Rabbits, So Hot Right Now

April 10, 2025

Written and recorded by Gallery & Curatorial Fellow Tyler McSheffrey

Rabbits, So Hot Right Now, 2025
oil on canvas, 30” x 38”
Michael MacMahon

Rabbits, So Hot Right Now, is a contemporary oil painting of a New Zealand landscape by Irish-American artist Micheal MacMahon. It spans 30 by 38 inches and is one of three paintings McMahon has on view of the New Zealand countryside, inspired by a recent hiking trip.               

MacMahon grew up in rural Ireland; his childhood was deeply shaped by immersion in the landscape and natural world. He spent much of his youth exploring the deep woods that surrounded his home, piecing together his identity and the role that Irish culture played in it. 

 His work is influenced by anticolonialist ideology, which drew him to New Zealand, another postcolonial country. MacMahon presents his landscapes as an antithesis to the “manifest destiny” ideology pushed by nineteenth-century artists and institutions like the Hudson River School. Works like The Oxbow, by Thomas Cole, presented the idea of there being beautiful “unoccupied” land that was ripe for the taking and just waiting to be tamed, colonized, and used by European settlers. In reality, this land was occupied by indigenous people, who were subsequently and very intentionally forcefully removed by colonizers. New Zealand is an interesting case, it’s a bicultural country, as the British were not able to fully colonize it and had to sign a treaty with the Māori, the indigenous people of the land. The idea was for them to share the land and to figure out how to coexist. 

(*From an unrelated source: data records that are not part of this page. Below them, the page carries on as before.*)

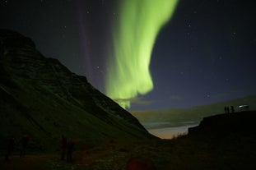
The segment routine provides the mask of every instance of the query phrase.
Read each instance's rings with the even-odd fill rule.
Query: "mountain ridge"
[[[35,147],[48,149],[63,134],[89,144],[154,138],[85,76],[44,57],[17,32],[0,30],[0,73],[2,139],[29,133]]]

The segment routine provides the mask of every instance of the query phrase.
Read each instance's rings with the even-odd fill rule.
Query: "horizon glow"
[[[153,90],[149,67],[158,33],[170,21],[178,0],[123,0],[113,29],[106,94],[124,108],[138,94]]]

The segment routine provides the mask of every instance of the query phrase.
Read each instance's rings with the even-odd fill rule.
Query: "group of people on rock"
[[[67,137],[63,135],[62,140],[60,141],[60,159],[65,160],[65,156],[67,161],[72,160],[72,154],[74,150],[75,142],[72,140],[67,141]]]
[[[224,107],[224,110],[225,110],[225,113],[230,113],[229,107]],[[230,106],[230,110],[231,110],[231,113],[235,112],[234,106]]]
[[[30,140],[30,136],[29,135],[24,135],[22,136],[20,143],[21,143],[21,153],[20,157],[24,158],[26,154],[26,149]],[[9,159],[10,154],[14,150],[14,145],[15,145],[15,138],[13,136],[10,136],[7,139],[7,154],[5,156],[5,160]]]

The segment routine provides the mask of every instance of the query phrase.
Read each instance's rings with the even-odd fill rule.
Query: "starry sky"
[[[30,37],[43,55],[106,94],[108,54],[122,1],[0,0],[0,27]],[[128,110],[188,108],[256,94],[254,2],[178,2],[152,49],[153,90],[130,99]]]

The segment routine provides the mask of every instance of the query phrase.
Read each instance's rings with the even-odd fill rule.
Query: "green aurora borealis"
[[[106,94],[124,108],[153,89],[149,67],[158,33],[171,18],[177,0],[123,0],[113,28]]]

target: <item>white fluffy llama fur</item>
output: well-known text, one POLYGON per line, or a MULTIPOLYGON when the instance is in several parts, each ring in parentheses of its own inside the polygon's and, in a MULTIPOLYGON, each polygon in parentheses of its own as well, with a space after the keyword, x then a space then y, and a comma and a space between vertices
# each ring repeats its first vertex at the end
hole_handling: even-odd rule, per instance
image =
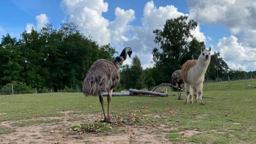
POLYGON ((198 60, 188 60, 183 64, 181 69, 181 77, 184 82, 186 92, 185 104, 188 104, 189 96, 190 103, 193 103, 192 89, 193 88, 192 86, 194 86, 195 90, 198 94, 201 104, 204 105, 202 99, 203 82, 204 80, 204 74, 211 60, 211 47, 210 47, 209 50, 202 48, 198 60))

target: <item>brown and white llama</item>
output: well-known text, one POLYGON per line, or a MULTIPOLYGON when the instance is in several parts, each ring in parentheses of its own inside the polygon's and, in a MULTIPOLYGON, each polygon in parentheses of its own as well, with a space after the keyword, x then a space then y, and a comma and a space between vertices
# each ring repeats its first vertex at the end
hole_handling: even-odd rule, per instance
POLYGON ((188 104, 189 96, 190 103, 193 103, 192 86, 194 86, 201 104, 204 105, 202 99, 203 82, 211 60, 211 47, 208 50, 204 50, 203 48, 201 50, 202 52, 197 60, 188 60, 183 64, 181 69, 181 77, 184 82, 186 95, 185 104, 188 104))

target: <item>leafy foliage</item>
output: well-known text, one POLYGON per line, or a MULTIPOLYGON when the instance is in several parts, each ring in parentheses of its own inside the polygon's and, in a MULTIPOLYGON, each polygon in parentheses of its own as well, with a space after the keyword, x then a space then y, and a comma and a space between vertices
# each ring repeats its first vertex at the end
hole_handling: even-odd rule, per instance
POLYGON ((196 45, 203 45, 194 39, 190 44, 192 46, 189 46, 187 40, 193 38, 190 32, 196 27, 197 23, 193 20, 187 22, 188 18, 188 16, 181 16, 177 18, 167 20, 162 30, 156 29, 153 32, 156 35, 154 42, 160 45, 161 50, 160 51, 155 48, 152 54, 153 61, 162 82, 169 82, 171 77, 170 74, 180 69, 183 62, 189 60, 188 52, 190 50, 193 50, 191 51, 191 53, 197 52, 197 50, 200 48, 196 45))

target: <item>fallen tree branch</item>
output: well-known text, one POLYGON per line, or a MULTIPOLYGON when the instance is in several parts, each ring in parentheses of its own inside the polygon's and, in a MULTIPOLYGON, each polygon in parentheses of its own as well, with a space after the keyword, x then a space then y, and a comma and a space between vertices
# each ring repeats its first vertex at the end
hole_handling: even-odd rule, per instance
MULTIPOLYGON (((103 92, 102 93, 102 96, 108 96, 108 93, 103 92)), ((133 94, 131 94, 131 92, 112 92, 112 96, 132 96, 133 94)))
POLYGON ((250 102, 252 99, 251 98, 250 100, 247 100, 247 99, 244 97, 244 98, 245 98, 245 100, 242 100, 240 101, 233 101, 232 100, 225 100, 225 102, 250 102))
POLYGON ((212 97, 208 97, 207 96, 202 96, 202 98, 212 98, 212 99, 214 99, 215 98, 212 98, 212 97))
MULTIPOLYGON (((174 87, 177 88, 177 86, 174 86, 174 85, 173 85, 172 84, 160 84, 159 86, 156 86, 153 89, 153 90, 151 90, 151 92, 154 92, 155 90, 156 90, 156 88, 159 88, 160 86, 170 86, 174 87)), ((183 92, 185 92, 185 90, 183 90, 182 89, 180 88, 178 88, 178 89, 179 89, 183 91, 183 92)))
POLYGON ((167 97, 169 96, 169 95, 167 94, 163 94, 160 92, 149 91, 147 90, 137 90, 131 88, 129 89, 129 91, 132 93, 152 95, 156 96, 160 96, 163 97, 167 97))

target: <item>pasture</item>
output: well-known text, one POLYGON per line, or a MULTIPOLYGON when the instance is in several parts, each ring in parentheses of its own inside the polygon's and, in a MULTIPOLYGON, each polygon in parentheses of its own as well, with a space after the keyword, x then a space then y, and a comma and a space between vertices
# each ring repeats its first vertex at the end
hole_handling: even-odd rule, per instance
MULTIPOLYGON (((98 97, 82 93, 0 96, 0 143, 255 143, 256 89, 204 90, 203 96, 214 98, 203 98, 204 106, 194 99, 184 105, 176 92, 168 92, 176 96, 164 98, 113 96, 115 122, 90 132, 103 116, 98 97)), ((104 103, 106 108, 106 97, 104 103)))

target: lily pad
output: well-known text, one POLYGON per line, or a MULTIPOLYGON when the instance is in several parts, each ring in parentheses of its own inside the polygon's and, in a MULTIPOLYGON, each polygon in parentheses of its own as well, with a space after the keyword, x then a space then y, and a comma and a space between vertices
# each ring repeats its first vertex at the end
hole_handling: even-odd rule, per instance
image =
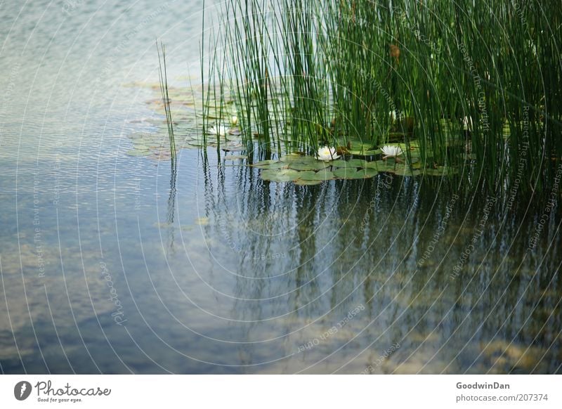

The land depicted in this painting is indigenous land that European farmers took control of in the 1800s. They brought over cows and sheep to raise for food and wool, and deers and rabbits to hunt, like they would back in the English countryside. The rabbit population rapidly got out of control, and as they burrowed into the land, it became dangerous to farm and was subsequently abandoned by the colonists.

MacMahon disrupts the viewer’s ability to completely immerse themselves in the landscape by adding barriers, including a rusty gate, a herd of rabbits mating, and seemingly abstract red, white, and blue stripes. The stripes are a replication of a Union Jack flag that has been erased by the landscape, symbolically taking back the land and the power from the British empire. Even though only slight remnants of the empire remain visually, the image is predominantly painted with purples, as if the red and blue of the Union Jack has stained the land. This saturation of purple represents how the colonizers have permanently devastated the natural balance.  

To this day, we are overwhelmed by the long-term effects of colonization and imperialism. How can this historical knowledge change your perception of the world around you?